Politikon (Oct 2007)
Comparing portraits
Abstract
The charge given to a nation’s free press in informing the public of the world around them is immense and essential to a functioning democratic society. A free press functions optimally when it operates independent from the constraining influence of powerful entities within its government, thus, allowing it to fulfil its role as an independent check on government action. As events unfold overseas, papers fill various columns with what is deemed “newsworthy.” If and how these unfolding events are reported back to the public carries tremendous weight in helping to form public opinion that either supports, opposes, or remains indifferent to the policy that governments implement abroad. The boardrooms of a nation’s leading news outlets are filled with individuals who also possess the ability to significantly counter or reinforce government claims concerning the relevance, consequences, or threats encompassed within overseas developments; from their leading headlines splashed across page one to the very wording used to depict a particular event.
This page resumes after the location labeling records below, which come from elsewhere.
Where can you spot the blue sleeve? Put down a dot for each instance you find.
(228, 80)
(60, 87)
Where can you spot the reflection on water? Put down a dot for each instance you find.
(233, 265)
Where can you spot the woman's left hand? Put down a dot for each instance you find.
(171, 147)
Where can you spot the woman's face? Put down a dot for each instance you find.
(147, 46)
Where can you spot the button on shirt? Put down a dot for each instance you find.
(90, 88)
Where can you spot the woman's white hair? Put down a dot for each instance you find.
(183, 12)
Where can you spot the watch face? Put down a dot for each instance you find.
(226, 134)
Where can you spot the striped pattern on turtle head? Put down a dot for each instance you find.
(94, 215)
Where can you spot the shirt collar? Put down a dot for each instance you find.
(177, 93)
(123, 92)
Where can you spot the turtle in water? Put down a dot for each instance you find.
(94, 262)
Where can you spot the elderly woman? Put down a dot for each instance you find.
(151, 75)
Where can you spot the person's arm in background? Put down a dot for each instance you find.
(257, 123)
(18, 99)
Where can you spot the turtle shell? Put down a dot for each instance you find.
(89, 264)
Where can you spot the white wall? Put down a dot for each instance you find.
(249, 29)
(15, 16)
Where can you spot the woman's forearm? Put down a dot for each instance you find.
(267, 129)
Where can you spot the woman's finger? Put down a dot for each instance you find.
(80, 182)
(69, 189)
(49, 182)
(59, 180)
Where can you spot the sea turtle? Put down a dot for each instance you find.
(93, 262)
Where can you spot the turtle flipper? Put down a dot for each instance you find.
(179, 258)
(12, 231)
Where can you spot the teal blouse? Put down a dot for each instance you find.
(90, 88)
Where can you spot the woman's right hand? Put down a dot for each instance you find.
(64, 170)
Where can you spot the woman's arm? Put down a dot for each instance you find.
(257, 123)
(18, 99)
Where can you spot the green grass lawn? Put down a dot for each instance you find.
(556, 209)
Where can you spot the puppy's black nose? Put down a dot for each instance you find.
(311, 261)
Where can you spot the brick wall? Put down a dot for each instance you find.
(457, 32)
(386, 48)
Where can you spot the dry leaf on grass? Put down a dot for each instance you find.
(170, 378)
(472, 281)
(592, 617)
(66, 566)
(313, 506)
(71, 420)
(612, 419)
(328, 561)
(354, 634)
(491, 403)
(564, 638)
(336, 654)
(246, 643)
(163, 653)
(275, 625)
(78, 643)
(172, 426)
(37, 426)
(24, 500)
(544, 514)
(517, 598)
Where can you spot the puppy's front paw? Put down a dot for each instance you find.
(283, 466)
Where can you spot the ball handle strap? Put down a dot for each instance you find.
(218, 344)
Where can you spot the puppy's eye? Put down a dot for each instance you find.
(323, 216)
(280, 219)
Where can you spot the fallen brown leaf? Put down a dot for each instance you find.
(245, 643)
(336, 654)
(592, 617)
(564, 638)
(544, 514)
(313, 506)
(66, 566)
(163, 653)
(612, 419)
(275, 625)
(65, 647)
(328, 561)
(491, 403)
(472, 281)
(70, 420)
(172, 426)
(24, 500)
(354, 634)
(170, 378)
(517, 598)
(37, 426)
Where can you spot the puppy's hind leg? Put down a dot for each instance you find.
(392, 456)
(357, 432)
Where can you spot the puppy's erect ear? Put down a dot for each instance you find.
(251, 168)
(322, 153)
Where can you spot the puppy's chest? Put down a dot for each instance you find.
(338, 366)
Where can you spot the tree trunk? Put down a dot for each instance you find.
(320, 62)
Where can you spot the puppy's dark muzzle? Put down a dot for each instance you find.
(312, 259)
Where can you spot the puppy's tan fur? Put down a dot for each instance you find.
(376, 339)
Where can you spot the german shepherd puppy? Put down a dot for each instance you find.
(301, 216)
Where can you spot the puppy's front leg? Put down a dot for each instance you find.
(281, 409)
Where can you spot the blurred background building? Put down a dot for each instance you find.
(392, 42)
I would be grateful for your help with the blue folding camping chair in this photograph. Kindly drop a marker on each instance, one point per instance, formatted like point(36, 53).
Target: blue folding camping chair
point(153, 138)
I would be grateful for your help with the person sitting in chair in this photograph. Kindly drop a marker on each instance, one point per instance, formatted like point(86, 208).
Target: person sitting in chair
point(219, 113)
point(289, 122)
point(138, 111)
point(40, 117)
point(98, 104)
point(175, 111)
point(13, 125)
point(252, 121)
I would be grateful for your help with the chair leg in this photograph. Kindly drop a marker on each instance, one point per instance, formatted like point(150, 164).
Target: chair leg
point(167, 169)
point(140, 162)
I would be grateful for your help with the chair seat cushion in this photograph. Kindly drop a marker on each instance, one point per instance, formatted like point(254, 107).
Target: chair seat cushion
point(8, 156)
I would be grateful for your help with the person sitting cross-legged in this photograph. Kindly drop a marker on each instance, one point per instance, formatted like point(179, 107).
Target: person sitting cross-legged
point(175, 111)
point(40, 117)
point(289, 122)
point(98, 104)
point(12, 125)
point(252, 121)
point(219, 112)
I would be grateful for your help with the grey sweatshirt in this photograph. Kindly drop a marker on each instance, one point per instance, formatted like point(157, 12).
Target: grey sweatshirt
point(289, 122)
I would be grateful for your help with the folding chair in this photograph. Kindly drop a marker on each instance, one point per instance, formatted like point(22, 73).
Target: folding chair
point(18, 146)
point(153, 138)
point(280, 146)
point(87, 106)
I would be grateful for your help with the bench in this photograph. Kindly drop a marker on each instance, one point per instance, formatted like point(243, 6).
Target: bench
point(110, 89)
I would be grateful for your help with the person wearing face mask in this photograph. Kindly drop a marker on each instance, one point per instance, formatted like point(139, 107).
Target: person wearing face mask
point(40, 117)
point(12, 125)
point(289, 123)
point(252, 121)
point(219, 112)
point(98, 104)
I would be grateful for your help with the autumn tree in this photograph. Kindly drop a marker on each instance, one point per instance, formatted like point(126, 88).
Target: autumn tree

These abilities, when combined, allow a nation’s media to exert substantial influence on constraining or expanding decision-making options for policymakers who wish to garner public support or avoid potential public backlash. This paper will examine how this influence was exercised within U.S. society and its three leading news sources (The New York Times, Washington Post, and Chicago Tribune) in the reporting of four significant events: the 1960 Sharpeville Massacre in apartheid South Africa, the 1975 Indonesian invasion of East Timor, the Kwangju Massacre of 1980 in South Korea, and the Hungarian Revolution of 1956. The goal of this paper is to recount the historic role the U.S. media has played in its telling of developing international events, and determine whether it has fulfilled its duty to inform the public with the impartiality it lays claim to or whether, at times, it simply mirrors the foreign policy agenda of a particular administration and operates in a manner as to ensure its successful implementation.